Yesterday I stumbled across a ridiculous article on Yahoo! Finance called Retirement Guide for 20- and 30-Somethings. It was provided by SmartMoney and sponsored by Fidelity. Gee, I wonder what their expert financial advice is at this time? Let me guess. They want you to be fully invested in the market.
Both Fidelity and SmartMoney pay their bills by convincing readers of two things:
- They are experts and you are not.
- By not investing RIGHT NOW, you are missing out on great opportunities.
Once they’ve tricked you into thinking you are too stupid to save money, they then try and fill you with fear that you will die penniless living under the bridge in a cardboard box unless you put your money into the stock market RIGHT NOW!
What makes this particular article bad is the chart they use to support their thesis that you can’t time the market. Let’s take a look at the 4 examples they cherry-picked from the last 100 years of stock data.
Chart source: Ned Davis Research
That chart makes a good case for holding stocks in tough times. But that chart isn’t telling the full story.
- Market Crash ’29 – This is the most asinine case listed. The DJIA peaked at 381, dropped to 198, and then recovered to 294. Sounds good, right? Well, what they fail to mention in the above chart is the index tanked all the way down to 41 by 1932. So the investor who got spooked and left the market at 198 did far better than the buy-and-hold sucker. The DJIA wouldn’t see 198 again until 1946!
- Financial Panic ’87 – This was a widely reported case of computers triggering off auto-sell orders while the economy was still robust. I’m not sure how spooked the average investor got compared to recessionary times.
- Asian Stock Market Crisis – The economy was in full-tilt growth mode. I worked side by side with many day traders. No one cared. Pulling a financial crisis example from a non-recessionary time period is like saying your kids are well-behaved the week before Santa Claus comes.
- WTC / Pentagon Attacks – In the chart above they list a 25% gain if you bought after 9/21/2001. The DJIA was 8265 then. What happened after that spike? It tanked again. By Oct 2002, it was down to 7528. By March 2003, the index was still only at 7740. Again fixed income would have protected more money. With or without Al-Qaeda, it was a recession. Unemployment rises, earnings fall, and stock prices drop in a recession. This isn’t rocket science. And by the way, it is now 2009 and the DJIA is at 7850, which is lower than the 2002 recovery number in the chart.
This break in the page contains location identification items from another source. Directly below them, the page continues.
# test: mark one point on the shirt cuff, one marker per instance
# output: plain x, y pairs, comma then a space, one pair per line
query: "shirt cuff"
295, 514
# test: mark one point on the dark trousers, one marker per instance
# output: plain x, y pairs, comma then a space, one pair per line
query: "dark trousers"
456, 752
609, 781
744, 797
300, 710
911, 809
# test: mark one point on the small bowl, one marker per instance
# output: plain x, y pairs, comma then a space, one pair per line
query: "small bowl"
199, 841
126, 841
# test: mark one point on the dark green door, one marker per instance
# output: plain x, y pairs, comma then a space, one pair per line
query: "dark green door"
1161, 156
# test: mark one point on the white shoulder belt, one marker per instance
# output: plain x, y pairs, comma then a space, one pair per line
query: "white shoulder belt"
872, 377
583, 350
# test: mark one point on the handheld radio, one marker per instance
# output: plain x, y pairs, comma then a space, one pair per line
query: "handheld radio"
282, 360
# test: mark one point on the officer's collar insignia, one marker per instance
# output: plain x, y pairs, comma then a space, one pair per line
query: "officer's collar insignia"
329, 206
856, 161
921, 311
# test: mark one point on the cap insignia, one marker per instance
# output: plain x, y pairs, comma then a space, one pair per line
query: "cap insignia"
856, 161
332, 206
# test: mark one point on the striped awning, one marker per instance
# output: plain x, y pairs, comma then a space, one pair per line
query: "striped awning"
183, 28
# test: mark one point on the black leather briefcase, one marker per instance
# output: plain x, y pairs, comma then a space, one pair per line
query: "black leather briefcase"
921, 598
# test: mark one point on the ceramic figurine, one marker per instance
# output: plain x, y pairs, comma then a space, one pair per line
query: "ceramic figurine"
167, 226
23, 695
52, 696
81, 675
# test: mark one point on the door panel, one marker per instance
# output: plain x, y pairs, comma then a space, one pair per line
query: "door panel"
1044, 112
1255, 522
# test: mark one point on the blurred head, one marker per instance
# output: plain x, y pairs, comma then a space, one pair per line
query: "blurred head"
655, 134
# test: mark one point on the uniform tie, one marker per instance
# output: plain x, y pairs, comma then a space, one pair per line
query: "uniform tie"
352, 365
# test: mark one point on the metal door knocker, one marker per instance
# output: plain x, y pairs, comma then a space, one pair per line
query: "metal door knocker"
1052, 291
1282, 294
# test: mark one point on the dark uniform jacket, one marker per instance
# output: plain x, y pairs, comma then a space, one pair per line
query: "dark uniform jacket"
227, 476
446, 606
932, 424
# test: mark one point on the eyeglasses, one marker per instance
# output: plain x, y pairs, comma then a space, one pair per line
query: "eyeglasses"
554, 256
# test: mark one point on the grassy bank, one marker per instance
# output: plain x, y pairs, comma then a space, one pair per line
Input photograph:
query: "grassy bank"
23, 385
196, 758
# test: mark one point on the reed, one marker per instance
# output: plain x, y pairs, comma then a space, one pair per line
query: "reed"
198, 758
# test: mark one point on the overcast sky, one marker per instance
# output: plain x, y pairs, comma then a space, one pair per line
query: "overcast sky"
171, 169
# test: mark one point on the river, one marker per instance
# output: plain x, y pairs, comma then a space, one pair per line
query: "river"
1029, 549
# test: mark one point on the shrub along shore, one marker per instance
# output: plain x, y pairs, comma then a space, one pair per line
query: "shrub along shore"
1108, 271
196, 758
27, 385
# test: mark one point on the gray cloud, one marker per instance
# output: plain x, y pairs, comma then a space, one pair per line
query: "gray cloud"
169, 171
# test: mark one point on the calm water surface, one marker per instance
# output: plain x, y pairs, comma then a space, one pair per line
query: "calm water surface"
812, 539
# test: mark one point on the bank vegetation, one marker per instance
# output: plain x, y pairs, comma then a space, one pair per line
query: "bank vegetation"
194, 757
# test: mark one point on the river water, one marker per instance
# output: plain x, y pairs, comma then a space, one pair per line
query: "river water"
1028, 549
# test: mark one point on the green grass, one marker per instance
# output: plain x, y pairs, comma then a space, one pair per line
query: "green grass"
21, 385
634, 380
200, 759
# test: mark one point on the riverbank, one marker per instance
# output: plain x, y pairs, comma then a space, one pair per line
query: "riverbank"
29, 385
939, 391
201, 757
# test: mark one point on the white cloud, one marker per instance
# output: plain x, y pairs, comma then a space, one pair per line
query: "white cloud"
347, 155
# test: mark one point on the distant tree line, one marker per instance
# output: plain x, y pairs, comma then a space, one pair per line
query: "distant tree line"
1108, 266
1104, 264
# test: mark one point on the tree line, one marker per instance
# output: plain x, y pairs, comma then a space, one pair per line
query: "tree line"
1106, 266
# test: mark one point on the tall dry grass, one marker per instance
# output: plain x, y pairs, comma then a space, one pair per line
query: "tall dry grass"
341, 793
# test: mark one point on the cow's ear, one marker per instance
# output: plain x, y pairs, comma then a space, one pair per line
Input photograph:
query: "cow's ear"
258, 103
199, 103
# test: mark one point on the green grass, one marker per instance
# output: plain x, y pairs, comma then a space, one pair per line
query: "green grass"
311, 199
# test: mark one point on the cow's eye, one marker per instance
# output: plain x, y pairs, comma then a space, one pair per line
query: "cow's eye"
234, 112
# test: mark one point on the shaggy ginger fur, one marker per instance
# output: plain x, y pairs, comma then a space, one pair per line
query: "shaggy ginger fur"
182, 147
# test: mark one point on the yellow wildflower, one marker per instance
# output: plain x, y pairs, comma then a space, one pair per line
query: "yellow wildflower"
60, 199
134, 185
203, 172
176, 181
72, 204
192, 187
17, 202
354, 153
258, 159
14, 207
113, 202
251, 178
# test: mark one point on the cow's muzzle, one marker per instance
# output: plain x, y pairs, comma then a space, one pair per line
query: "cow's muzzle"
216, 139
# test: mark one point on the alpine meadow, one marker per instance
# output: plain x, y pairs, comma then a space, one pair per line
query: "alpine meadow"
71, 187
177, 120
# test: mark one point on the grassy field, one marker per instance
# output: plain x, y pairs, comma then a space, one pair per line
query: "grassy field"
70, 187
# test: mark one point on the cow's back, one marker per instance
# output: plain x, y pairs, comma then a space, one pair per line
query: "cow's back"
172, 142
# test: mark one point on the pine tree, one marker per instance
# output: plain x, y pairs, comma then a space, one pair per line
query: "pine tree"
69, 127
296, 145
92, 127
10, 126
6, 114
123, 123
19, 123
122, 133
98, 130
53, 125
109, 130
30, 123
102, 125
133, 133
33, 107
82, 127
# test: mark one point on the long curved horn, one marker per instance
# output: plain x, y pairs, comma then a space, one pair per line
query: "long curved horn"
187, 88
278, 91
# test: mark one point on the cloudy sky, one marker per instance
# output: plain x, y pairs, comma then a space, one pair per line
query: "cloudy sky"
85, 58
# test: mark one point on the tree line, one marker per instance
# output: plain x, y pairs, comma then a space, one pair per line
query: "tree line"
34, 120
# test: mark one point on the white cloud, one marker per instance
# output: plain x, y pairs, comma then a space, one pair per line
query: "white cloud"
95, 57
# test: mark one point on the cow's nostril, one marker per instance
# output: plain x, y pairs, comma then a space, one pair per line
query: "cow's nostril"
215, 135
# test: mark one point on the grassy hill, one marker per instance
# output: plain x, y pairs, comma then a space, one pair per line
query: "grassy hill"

Before someone critiques me as picking the lows to support the case for fixed income in a recession, let me say that it was SmartMoney‘s thesis that one shouldn’t try and time the market. If they want to pick these dead cat bounces as proof that throwing your money into the stock market at the early stages of a recession is wise, then I am free to look past the bounce to see where the market stabilized. That is a far more conservative approach. It also frees up your money for other investment opportunities.
I wonder how many thousands of people read that article yesterday and didn’t think to even look at a chart to see how each of those examples played out.